From the Guidelines
On day one after joint surgery, patients should be mobilized actively from the morning and encouraged to meet daily targets for mobilization. This approach is supported by the most recent and highest quality study available, which emphasizes the importance of early mobilization in postoperative care 1. The study suggests that early accelerated rehabilitation, characterized by joint mobilization and weight-bearing within 3 days after surgery, should be the mainstream approach in isolated joint surgeries.

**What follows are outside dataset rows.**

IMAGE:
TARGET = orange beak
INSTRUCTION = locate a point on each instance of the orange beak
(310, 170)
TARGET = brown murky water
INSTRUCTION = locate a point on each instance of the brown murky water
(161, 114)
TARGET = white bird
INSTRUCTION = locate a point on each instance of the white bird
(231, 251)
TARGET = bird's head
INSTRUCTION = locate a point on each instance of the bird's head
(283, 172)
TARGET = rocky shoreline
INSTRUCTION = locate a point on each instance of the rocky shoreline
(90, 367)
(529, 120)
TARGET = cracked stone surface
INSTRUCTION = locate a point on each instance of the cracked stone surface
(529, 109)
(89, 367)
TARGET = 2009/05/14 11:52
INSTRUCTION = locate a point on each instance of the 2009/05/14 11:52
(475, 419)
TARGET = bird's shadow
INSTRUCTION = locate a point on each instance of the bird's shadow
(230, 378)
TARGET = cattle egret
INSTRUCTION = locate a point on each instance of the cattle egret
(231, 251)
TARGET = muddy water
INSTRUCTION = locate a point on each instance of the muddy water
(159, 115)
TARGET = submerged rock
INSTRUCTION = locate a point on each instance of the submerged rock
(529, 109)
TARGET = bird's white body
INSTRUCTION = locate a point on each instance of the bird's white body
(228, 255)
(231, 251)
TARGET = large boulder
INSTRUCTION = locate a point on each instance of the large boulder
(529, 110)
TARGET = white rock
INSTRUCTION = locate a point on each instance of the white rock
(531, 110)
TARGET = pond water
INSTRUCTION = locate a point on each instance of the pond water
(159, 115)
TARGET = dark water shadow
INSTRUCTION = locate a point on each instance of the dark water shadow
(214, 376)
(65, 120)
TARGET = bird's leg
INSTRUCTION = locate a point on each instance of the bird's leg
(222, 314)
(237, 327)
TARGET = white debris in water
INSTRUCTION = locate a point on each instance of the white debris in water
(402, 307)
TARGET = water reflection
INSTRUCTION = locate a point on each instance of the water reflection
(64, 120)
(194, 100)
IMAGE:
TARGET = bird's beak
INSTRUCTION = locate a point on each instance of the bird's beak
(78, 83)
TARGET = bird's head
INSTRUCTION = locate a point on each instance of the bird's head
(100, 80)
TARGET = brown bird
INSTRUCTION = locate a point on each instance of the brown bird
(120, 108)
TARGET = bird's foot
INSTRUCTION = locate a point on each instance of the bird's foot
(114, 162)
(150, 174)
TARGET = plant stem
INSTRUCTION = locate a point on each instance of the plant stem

When considering postoperative management, it's essential to prioritize pain management, gentle movement, and rest as tolerated. Patients should take prescribed pain medications as directed, typically every 4-6 hours as needed, and supplement with non-prescription medications like acetaminophen and NSAIDs if approved by their surgeon. Applying ice to the surgical site for 20 minutes every 2-3 hours can help reduce swelling and pain.

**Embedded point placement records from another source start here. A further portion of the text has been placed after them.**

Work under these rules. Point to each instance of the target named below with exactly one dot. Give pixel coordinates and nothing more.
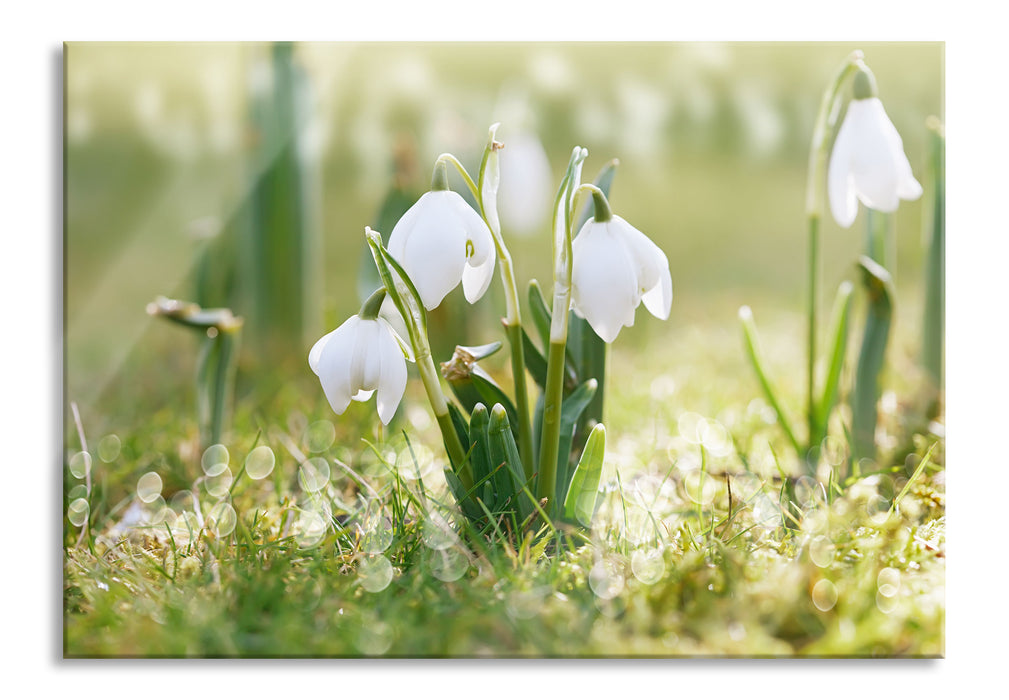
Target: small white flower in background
(441, 241)
(868, 162)
(525, 196)
(361, 357)
(614, 267)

Key aspects of postoperative care include:
- Keeping the surgical dressing clean and dry
- Following the surgeon's specific instructions regarding wound care
- Beginning prescribed gentle range-of-motion exercises if instructed
- Avoiding putting weight on the joint unless specifically permitted
- Elevating the affected limb above heart level when resting to minimize swelling
- Staying hydrated and eating nutritious foods to support healing
It's crucial to watch for warning signs, including excessive pain, fever above 101°F, unusual drainage, increasing redness, or numbness in the extremity, and contact the healthcare provider immediately if these occur. Early post-operative care is vital for preventing complications and establishing the foundation for successful rehabilitation, as highlighted in the study 1.
From the Research
Day One Joint Post-Op Pain Management
- Postoperative pain management is a crucial aspect of patient care, with nearly 20% of patients experiencing severe pain in the first 24 hours after surgery 2.

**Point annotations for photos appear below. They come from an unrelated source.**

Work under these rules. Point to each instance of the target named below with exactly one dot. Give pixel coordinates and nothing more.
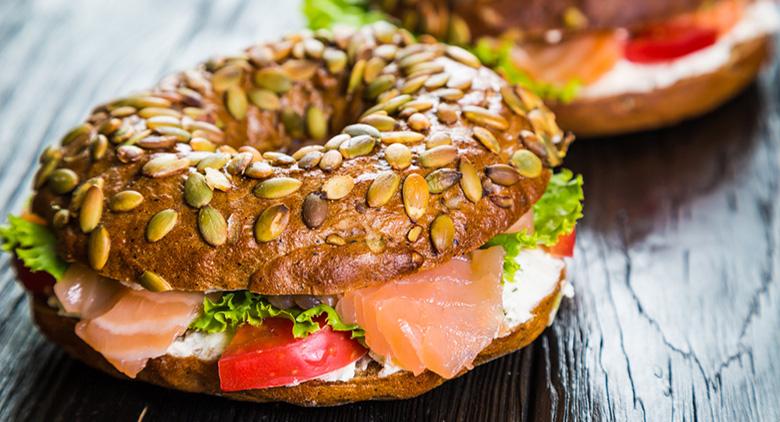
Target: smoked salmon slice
(128, 327)
(438, 319)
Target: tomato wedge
(565, 245)
(269, 356)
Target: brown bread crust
(685, 99)
(196, 376)
(350, 239)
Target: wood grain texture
(677, 306)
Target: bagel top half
(312, 165)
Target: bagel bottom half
(194, 375)
(687, 98)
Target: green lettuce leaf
(498, 55)
(236, 308)
(33, 244)
(555, 214)
(326, 13)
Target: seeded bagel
(300, 167)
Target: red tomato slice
(269, 355)
(565, 245)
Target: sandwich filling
(437, 320)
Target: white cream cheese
(537, 278)
(760, 18)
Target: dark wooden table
(677, 307)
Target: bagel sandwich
(641, 65)
(333, 217)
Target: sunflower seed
(357, 146)
(98, 248)
(259, 170)
(273, 79)
(125, 201)
(399, 156)
(487, 139)
(212, 226)
(272, 222)
(442, 179)
(91, 209)
(338, 187)
(278, 187)
(379, 121)
(314, 210)
(415, 196)
(527, 163)
(153, 282)
(483, 116)
(382, 189)
(362, 129)
(316, 123)
(439, 156)
(402, 136)
(414, 233)
(442, 233)
(63, 180)
(502, 174)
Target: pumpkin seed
(335, 60)
(357, 146)
(316, 123)
(338, 187)
(502, 174)
(259, 170)
(331, 160)
(415, 196)
(310, 160)
(382, 189)
(125, 201)
(379, 121)
(485, 117)
(265, 99)
(161, 224)
(487, 139)
(153, 282)
(277, 187)
(236, 102)
(91, 209)
(439, 156)
(98, 148)
(469, 182)
(98, 248)
(164, 165)
(402, 136)
(226, 77)
(356, 76)
(362, 129)
(419, 122)
(214, 161)
(272, 222)
(527, 163)
(239, 163)
(157, 142)
(414, 233)
(314, 210)
(442, 233)
(336, 240)
(442, 179)
(399, 156)
(129, 153)
(336, 141)
(212, 226)
(273, 79)
(278, 158)
(63, 180)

- Multimodal pain regimens (MPRs) are recommended for effective pain management, combining different agents and modes of delivery to address pain at various levels of the pain pathway 3, 4.
- MPRs may include a combination of:
- Acetaminophen
- Non-steroidal anti-inflammatory drugs (NSAIDs)
- Gabapentinoids
- Opioids (short- and long-acting)
- Spinal/epidural analgesia
- Regional nerve blocks
- Local anesthetics
- The use of perioperative acetaminophen has been shown to decrease opioid consumption and improve overall pain control in patients undergoing rotator cuff repair 5.
- Naproxen, an NSAID, has been found to have significant efficacy in treating pain following different surgical interventions, eliminating or reducing the use of rescue opioids in many trials 6.
- Effective postoperative pain management should be tailored to the individual and the surgical procedure involved, taking into account the patient's biological, psychological, and social dimensions of the pain experience 4, 2.